Jared stops the car in the parking lot of the pharmacy. His face is beet red, his eyes wide with anger and incomprehension.

“Where can we go from here? Tell me,” Jensen says, trying to swallow back the tears swelling up in his throat. “I’m… I’m just a fucking mess. I’m a mess, you understand me? There’s nothing more to say. I’ll probably die before I reach my thirties if I go on like this. It was stupid to think I could have a go at a normal life, and I never wanted you to be caught up in it.”

“Jensen, don’t say that.” Jared’s tone is almost pleading now. “Stop. Right now, okay?”

“What’s the matter? Is it because I’m telling you the truth?”

“Listen to me,” Jared says in an almost menacing voice.

“No, you listen to me!” Jensen practically yells.

“Jensen, damn it!” Jared screams louder, all the while undoing his safety belt.

He turns toward Jensen like he wants to launch himself on him. On instinct, Jensen tries to pull back and when Jared’s hands flies out of nowhere to cup his face, he freezes in place, not liking what he sees in Jared’s eyes.

“I’ve listened to you, now it’s your turn,” Jared murmurs. “I know what you’re trying to do. You want to push me away but it won’t work. However hard you try, I’m not going to leave you.”

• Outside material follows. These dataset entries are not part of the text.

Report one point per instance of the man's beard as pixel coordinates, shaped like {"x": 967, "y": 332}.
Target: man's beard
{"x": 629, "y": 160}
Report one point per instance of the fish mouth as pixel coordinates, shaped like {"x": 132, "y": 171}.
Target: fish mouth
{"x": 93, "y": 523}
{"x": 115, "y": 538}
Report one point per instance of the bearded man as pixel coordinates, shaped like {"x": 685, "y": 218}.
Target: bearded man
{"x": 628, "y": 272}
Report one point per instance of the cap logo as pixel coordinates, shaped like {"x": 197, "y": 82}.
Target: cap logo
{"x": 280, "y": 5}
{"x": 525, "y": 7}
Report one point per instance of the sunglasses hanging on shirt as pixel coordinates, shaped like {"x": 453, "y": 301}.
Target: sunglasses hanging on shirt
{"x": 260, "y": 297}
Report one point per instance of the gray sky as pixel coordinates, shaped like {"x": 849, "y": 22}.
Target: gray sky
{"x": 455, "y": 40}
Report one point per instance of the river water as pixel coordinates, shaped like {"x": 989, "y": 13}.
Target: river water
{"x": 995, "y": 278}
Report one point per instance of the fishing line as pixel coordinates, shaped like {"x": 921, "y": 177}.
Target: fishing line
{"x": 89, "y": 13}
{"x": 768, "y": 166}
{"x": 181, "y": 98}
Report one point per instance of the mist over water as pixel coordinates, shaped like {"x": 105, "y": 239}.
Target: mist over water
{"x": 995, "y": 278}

“Shut up.” Jensen fights weakly in Jared’s embrace, lowers his eyes so he at least won’t have to look at him head on.

“It’s the truth. I love you. Right now, you’re sick, and you’re scared, and I get it.”

“I’m not fucking scared,” Jensen snarls, knowing he’s lying through his teeth.

“And I’m scared too,” Jared goes on without missing a beat. “And we’re both exhausted and life just sucks right now. I don’t want to hear another negative word out of you. You need to get better, then we’ll spend the rest of our lives talking if that’s what you want.”

On these words, Jared snatches the prescription out of Jensen’s shaking hands and gets out of the car. Jensen can’t think or move or do anything other than digest what has just happened.

::: :::

Jared keeps it together until he’s out of Jensen’s view. When he finally turns the corner of the drugstore, he leans on the wall and swears loudly, hitting the back of his head against the bricks.

“Wanted to talk to you about Jeff,” he murmurs to the freezing morning.

It was bad timing anyway. Jensen needs him right now.

Jared can do this.

He can.

::: :::

A/N: The song Christian is singing in Jensen’s “dream” is Ziggy Stardust, from the David Bowie album The rise and fall of Ziggy Stardust and the spiders from Mars.